O’Roarke’s mouth curved slightly. ‘All right, yes, I might—I probably would—have done so as well. It doesn’t mean that’s what brought St. Juste to England now.’

‘But the boy’s never been more valuable,” Charles said. “Whoever could put him on the throne could control France. The only people who might not want him back are the current king and his adherents. Just about everyone else could use him to further their own agenda. Us, the Russians, the Austrians, a dozen different factions in France—’

‘Bonapartists who might see a puppet king as preferable to the current monarch,’ O’Roarke added. ‘But no, I haven’t been trying to find him.’

‘Why not?’ Charles asked.

‘France should be a Republic.’

‘That didn’t stop you from supporting Bonaparte.’

‘Rival monarchs lead to weak countries and infighting. You have only to look at your own country’s history.’

‘Did Hortense know about the Dauphin?’ Mélanie asked.

A shadow crossed O’Roarke’s face. ‘If Josephine confided in the Tsar— It’s possible she said something to Hortense at the end of her life.’

‘You think Hortense Bonaparte would be part of a plot to put the Dauphin on the throne of France?’ Charles asked.

Mélanie pleated a fold of her skirt between her fingers. ‘Hortense—at least the Hortense I knew or thought I knew—didn’t care much for rulers. But if she thought putting the Dauphin on the throne would allow her to return to France—” Mélanie shook her head. ‘When we recover the papers she wants from Carfax and see what they really are that will tell us something.’

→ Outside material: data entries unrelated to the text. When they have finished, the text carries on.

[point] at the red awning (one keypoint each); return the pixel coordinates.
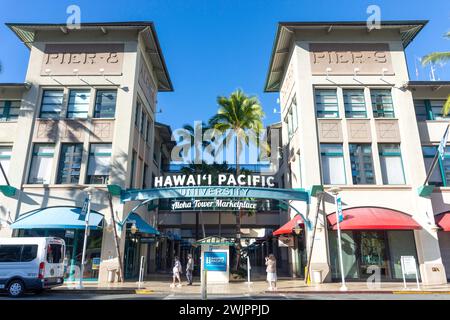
(289, 226)
(374, 218)
(443, 220)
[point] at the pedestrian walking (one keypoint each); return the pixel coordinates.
(189, 269)
(271, 263)
(177, 270)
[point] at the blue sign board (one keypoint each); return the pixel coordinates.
(339, 208)
(83, 212)
(215, 261)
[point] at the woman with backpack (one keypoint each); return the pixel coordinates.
(177, 270)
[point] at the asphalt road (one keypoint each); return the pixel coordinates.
(158, 296)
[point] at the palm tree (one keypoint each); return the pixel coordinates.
(238, 113)
(442, 57)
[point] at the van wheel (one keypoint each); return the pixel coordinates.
(16, 288)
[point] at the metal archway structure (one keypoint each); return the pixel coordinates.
(192, 192)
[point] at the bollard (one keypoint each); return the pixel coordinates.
(204, 284)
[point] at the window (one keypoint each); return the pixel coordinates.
(421, 109)
(9, 110)
(391, 164)
(5, 159)
(382, 103)
(436, 109)
(362, 164)
(105, 104)
(326, 103)
(138, 114)
(41, 163)
(355, 104)
(428, 154)
(70, 163)
(99, 164)
(10, 253)
(78, 104)
(51, 104)
(55, 253)
(149, 131)
(429, 109)
(333, 168)
(291, 118)
(29, 252)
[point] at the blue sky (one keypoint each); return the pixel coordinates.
(212, 47)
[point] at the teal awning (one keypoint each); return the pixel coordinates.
(57, 218)
(142, 226)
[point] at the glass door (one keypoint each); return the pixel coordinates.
(372, 253)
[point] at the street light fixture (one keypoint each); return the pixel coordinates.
(89, 192)
(134, 228)
(335, 191)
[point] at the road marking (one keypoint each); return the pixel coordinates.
(144, 291)
(421, 292)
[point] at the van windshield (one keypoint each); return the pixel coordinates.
(55, 253)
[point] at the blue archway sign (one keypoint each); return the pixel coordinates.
(147, 195)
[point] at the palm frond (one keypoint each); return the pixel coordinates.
(446, 107)
(435, 57)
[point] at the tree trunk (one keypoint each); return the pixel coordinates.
(238, 214)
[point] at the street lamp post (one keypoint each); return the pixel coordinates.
(86, 233)
(335, 191)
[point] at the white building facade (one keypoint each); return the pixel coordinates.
(349, 121)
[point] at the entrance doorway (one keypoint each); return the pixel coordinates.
(131, 257)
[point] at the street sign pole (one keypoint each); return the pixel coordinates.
(86, 231)
(337, 199)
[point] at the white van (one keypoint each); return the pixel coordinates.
(31, 264)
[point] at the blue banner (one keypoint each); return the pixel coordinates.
(215, 261)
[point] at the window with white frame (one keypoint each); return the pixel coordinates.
(41, 163)
(5, 159)
(326, 103)
(9, 110)
(105, 104)
(138, 113)
(391, 163)
(99, 163)
(78, 106)
(436, 109)
(362, 163)
(355, 104)
(70, 163)
(51, 104)
(382, 104)
(333, 167)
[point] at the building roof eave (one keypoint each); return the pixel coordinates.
(408, 29)
(26, 33)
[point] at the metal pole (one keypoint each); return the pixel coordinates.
(204, 285)
(86, 231)
(341, 263)
(4, 174)
(308, 266)
(248, 269)
(116, 238)
(141, 271)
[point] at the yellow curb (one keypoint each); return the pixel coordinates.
(144, 291)
(421, 292)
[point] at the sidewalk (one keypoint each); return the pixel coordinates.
(256, 287)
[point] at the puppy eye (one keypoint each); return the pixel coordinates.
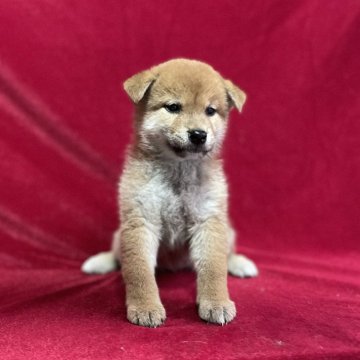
(173, 108)
(210, 111)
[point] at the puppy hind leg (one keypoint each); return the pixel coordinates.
(103, 262)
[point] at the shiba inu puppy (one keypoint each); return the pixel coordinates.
(173, 193)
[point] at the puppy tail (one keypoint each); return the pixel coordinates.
(101, 263)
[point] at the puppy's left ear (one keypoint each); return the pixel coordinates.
(137, 85)
(236, 96)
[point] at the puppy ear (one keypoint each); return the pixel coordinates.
(236, 96)
(137, 85)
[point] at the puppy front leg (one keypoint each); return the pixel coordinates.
(209, 251)
(138, 252)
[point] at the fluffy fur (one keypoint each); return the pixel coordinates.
(173, 194)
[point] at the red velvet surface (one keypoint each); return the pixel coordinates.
(292, 160)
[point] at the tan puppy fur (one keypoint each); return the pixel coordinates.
(173, 192)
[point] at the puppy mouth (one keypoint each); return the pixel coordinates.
(182, 151)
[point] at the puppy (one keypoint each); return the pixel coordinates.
(173, 192)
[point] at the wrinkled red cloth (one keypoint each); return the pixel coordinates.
(292, 160)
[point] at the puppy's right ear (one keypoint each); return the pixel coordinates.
(137, 85)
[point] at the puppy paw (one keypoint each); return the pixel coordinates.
(241, 266)
(217, 312)
(150, 315)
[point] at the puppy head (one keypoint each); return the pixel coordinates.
(182, 108)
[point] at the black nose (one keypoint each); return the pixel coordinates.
(197, 136)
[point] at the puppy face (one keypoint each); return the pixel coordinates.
(182, 108)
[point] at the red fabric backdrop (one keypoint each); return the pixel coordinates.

‘Not to mention it would be good to find out what else Carfax knows.” O’Roarke shifted his gaze to Charles.

Charles stared at his father. “You’re telling me to break into Carfax House.”

“I’ve never told you to do anything, Charles. You’ve never worked for me. I’m suggesting it as a possible course of action.”

‘You already offered to get Hortense’s papers back,’ Mélanie said. ‘I’m just suggesting we look at what else Lord Carfax may possess.’

‘I’ll look,” Charles said.

‘You might not know—’

‘You want me to take you with me.’

‘Actually I was going to suggest you take Raoul.’

‘No.’

‘He could recognize—’

‘If you think there’s a chance in hell I’m going to turn a former French spymaster loose among Carfax’s papers—’

“This is no time for social niceties, Charles,” O’Roarke said. “Or for paying old debts.”

“I don’t see where debts come into it,” Charles said.

“No? My mistake then.”

‘We need to learn the truth—’ Mélanie said.

“We don’t know that Carfax could get us an inch closer to the truth. And you’re the last person who ought to be flinging that word about, Mel.”

“Thank you, darling. I’m aware of that fact.”

“Look—“

For the third time that night, a rap sounded on the door. “I’m sorry,” Laura Dudley said. She stood in the passage outside the door, her face as composed as ever, but her gown smeared with blood. “I’m afraid we have a bit of a crisis.”